A administradora judicial defende a limitação dos rendimentos pela taxa legal, com atualização pelo IPCA até o pedido de recuperação judicial. Credores, por outro lado, defendem a aplicação dos rendimentos previstos nos contratos firmados com a Fictor.
Essa diferença pode ter impacto relevante no valor final reconhecido no processo, especialmente para investidores que alegam ter contratos com remuneração específica.
A definição sobre o critério de atualização tende a ser um dos pontos de maior disputa na recuperação judicial, pois afeta diretamente o tamanho do passivo e a base de negociação do plano.
Objeções levam plano à assembleia
A advogada Ludmilla Von Lws, do escritório Arake, Tomazette, Borges & Glicério Advogados, que não atua no caso, explica que, quando há objeção dentro do prazo legal, o plano deve ser levado à assembleia geral de credores.
Nesse ambiente, as diferentes classes de credores discutem e votam a proposta. Os quirografários têm peso relevante, mas não decidem sozinhos.
A assembleia poderá aprovar, rejeitar ou exigir ajustes no plano. Caso não haja acordo, o processo pode se prolongar e aumentar a incerteza sobre a capacidade de recuperação do grupo.

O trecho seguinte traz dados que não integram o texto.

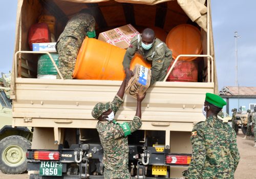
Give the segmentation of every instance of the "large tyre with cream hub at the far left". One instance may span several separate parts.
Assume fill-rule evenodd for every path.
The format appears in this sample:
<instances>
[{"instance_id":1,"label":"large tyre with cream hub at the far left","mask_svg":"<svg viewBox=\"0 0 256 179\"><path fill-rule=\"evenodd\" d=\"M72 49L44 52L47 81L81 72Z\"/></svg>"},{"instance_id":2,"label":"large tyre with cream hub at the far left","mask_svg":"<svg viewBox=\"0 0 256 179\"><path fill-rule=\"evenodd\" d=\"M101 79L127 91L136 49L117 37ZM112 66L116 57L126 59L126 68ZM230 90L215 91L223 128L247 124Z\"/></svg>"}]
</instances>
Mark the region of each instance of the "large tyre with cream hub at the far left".
<instances>
[{"instance_id":1,"label":"large tyre with cream hub at the far left","mask_svg":"<svg viewBox=\"0 0 256 179\"><path fill-rule=\"evenodd\" d=\"M21 136L9 136L0 141L0 169L3 173L18 174L27 170L26 151L31 143Z\"/></svg>"}]
</instances>

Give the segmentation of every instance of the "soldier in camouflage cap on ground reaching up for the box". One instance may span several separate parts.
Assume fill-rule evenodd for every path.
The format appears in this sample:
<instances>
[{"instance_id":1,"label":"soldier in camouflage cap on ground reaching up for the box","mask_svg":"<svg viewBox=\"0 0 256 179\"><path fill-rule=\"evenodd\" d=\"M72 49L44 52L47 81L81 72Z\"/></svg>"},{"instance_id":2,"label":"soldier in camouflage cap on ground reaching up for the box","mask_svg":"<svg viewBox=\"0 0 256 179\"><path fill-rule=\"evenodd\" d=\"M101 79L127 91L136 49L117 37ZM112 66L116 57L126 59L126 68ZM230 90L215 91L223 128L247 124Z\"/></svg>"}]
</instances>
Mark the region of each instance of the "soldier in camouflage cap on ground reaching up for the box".
<instances>
[{"instance_id":1,"label":"soldier in camouflage cap on ground reaching up for the box","mask_svg":"<svg viewBox=\"0 0 256 179\"><path fill-rule=\"evenodd\" d=\"M104 178L131 178L128 167L128 139L127 135L138 130L141 122L141 102L145 98L137 95L136 115L131 122L117 123L114 115L123 103L125 80L112 102L106 104L97 103L92 110L92 116L98 119L97 130L99 132L100 143L103 147Z\"/></svg>"}]
</instances>

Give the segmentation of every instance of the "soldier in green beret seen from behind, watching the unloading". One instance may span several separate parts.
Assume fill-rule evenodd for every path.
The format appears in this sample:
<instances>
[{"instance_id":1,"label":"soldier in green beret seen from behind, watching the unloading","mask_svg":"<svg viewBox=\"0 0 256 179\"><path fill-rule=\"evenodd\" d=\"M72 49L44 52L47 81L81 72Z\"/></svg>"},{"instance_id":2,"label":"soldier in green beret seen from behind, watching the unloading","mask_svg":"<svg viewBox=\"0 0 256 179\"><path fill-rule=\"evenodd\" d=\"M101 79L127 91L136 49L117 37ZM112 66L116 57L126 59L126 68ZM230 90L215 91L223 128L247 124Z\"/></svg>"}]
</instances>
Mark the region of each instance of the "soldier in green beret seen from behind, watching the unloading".
<instances>
[{"instance_id":1,"label":"soldier in green beret seen from behind, watching the unloading","mask_svg":"<svg viewBox=\"0 0 256 179\"><path fill-rule=\"evenodd\" d=\"M197 123L191 132L193 154L183 176L189 179L234 178L240 154L236 133L218 117L226 102L219 96L207 93L203 114L206 120Z\"/></svg>"}]
</instances>

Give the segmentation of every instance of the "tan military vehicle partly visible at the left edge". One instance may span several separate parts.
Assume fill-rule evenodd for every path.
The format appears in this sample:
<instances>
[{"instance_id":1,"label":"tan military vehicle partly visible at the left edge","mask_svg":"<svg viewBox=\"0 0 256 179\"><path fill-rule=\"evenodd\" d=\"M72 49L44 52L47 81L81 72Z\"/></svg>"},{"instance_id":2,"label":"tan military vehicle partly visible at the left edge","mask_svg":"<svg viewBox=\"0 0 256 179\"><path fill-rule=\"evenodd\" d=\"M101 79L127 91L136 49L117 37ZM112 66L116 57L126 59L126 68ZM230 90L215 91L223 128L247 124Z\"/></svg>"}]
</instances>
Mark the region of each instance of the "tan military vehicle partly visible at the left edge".
<instances>
[{"instance_id":1,"label":"tan military vehicle partly visible at the left edge","mask_svg":"<svg viewBox=\"0 0 256 179\"><path fill-rule=\"evenodd\" d=\"M10 74L0 78L0 169L3 173L23 173L27 169L26 151L31 148L32 132L27 127L12 127Z\"/></svg>"}]
</instances>

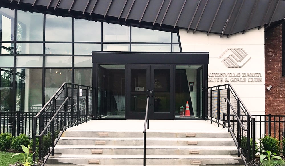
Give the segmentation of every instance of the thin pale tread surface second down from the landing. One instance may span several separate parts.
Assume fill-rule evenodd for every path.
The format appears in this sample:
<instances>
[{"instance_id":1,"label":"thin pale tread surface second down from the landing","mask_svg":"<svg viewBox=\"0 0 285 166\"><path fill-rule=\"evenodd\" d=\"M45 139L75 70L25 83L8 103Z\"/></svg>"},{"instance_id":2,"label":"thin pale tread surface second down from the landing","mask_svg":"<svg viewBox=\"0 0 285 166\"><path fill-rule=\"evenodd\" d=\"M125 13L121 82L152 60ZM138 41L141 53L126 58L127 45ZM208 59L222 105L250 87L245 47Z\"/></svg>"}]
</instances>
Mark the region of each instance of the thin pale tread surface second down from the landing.
<instances>
[{"instance_id":1,"label":"thin pale tread surface second down from the landing","mask_svg":"<svg viewBox=\"0 0 285 166\"><path fill-rule=\"evenodd\" d=\"M55 149L74 148L74 149L143 149L143 145L56 145ZM236 146L191 146L191 145L146 145L148 149L237 149Z\"/></svg>"}]
</instances>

Caso amplia tensão entre Fictor e investidores
A recuperação judicial da Fictor entra em uma fase mais sensível com as primeiras objeções formais ao plano. A companhia tenta ganhar prazo e liquidez para preservar suas atividades, enquanto credores buscam reduzir perdas e garantir tratamento mais equilibrado no processo.
O desfecho dependerá da capacidade do grupo de obter financiamento novo, negociar com investidores e apresentar uma proposta considerada viável pela assembleia de credores.
Até lá, o caso continuará sob atenção do mercado, especialmente pelo tamanho da dívida, pela presença de investidores em SCPs e pela exposição recente da Fictor após a tentativa de compra do Banco Master.